Wednesday, September 17, 2008

Bankrupt

I don't want to take this point too far, but if you had told someone 8 years ago when the Bush administration took office that by the end of its time there, and even as its would-be successors attempt to get elected on a platform that calls for smaller government and less regulation, it would have for all practical purposes nationalized America's leading investment banks, I for one would not have believed you.

I would have argued that nothing short of a world war, or possibly a natural disaster on a truly biblical scale, could have prompted that outcome.

And yet, with the federal buyout of AIG this morning, adding to the recently propped up Freddie and Fanny Macs, we find the US treasury calling the shots at all three.

As David Leonhardt suggests here, the staggering events of this week would in theory have heralded a far more serious economic calamity than has thus far occurred, and in that respect the federal response has been reasonably effective.

What is has not done, in the course of putting the American taxpayer on the hook for hundreds of billions of dollars, is address any of the underlying causes of slack regulation that allowed this situation to occur in the first place. So, embracing their perceived economic imperatives, the Bush administration has inadvertently transformed the US banking system into something rather closer to the Asian Tiger economies, in which governments and the banking systems have poorly defined boundaries.
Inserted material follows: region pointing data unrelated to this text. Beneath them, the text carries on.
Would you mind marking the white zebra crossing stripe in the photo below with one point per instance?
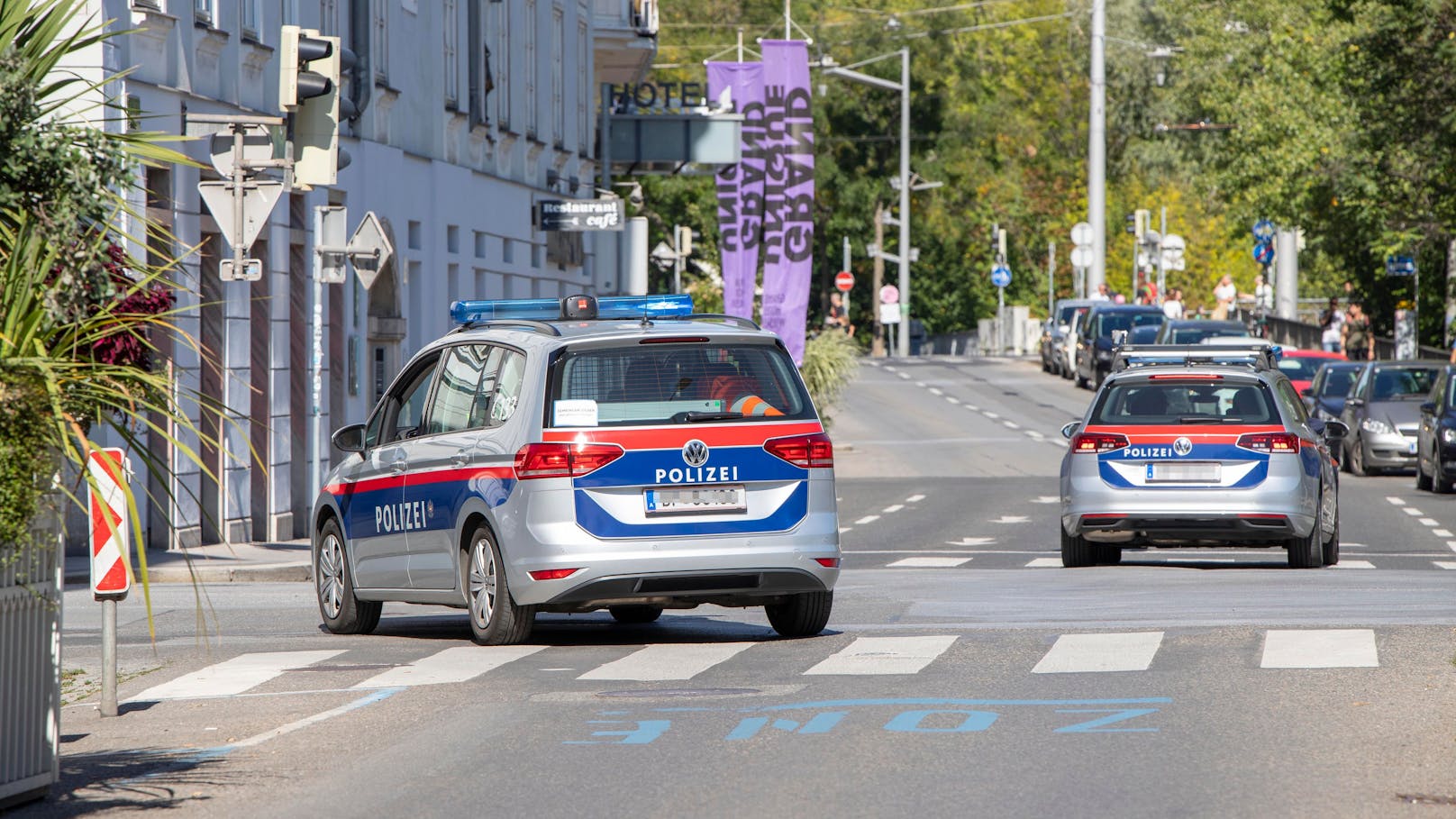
(884, 656)
(929, 563)
(451, 665)
(1077, 653)
(233, 677)
(1319, 649)
(669, 660)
In both Japan and China, the system has created massive and still undisclosed liabilities that distort their national economies in only guessed-at ways.
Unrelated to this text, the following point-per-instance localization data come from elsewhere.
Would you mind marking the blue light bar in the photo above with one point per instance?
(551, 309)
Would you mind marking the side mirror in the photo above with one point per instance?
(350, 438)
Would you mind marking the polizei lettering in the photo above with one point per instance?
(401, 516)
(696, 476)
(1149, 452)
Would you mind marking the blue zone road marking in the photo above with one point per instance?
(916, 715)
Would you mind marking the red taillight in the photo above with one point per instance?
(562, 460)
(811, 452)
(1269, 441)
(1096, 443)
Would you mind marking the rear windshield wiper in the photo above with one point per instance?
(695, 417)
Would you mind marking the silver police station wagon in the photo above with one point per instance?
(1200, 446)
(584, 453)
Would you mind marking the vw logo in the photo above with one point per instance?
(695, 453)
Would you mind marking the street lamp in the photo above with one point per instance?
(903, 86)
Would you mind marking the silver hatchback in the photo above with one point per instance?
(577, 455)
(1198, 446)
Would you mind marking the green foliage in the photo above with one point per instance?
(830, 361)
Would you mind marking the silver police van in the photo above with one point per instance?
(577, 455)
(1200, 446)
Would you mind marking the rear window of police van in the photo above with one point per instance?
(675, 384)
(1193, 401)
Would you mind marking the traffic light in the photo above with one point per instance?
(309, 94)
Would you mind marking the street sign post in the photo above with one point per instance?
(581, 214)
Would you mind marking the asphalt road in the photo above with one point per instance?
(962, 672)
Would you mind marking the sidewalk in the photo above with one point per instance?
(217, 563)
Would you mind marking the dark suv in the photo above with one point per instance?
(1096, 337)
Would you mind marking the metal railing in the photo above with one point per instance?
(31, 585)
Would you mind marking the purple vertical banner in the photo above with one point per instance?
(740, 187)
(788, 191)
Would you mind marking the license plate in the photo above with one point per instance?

And still, no one seems to know what this will ultimately mean here in the US. Is the flood dammed, or only only diverted to break through in some new, unforeseeable place in another week? Will this fix, as Hong Kong's leading bankers are suggesting, save the economy immediate pain only to contribute to the long term decline of the dollar (and US economy) as billions more in currency is printed to fill the balance sheets? Now that the Fed is running our major investment houses, what does it do with them? Sell them off at sweetheart prices? Continue to run them as they currently are, almost certainly entailing massive taxpayer loss? Or some new model, necessarily experimental, yet to be revealed? This is a brave new financial world, in which the American taxpayer is being asked to pay for the fairly egregious mismanagement of people whose massive salaries and bonuses largely insulate them personally from the outcomes of their decisions. It should also render utterly laughable Republican calls to continue, let alone extend, their financial model of non-regulation. After 8 years of the invisible hand, the market has bankrupted itself, and we can't live with the consequences. In another 8, we might all be buying our lunches with Euros, Renminbi, or bartering with goats.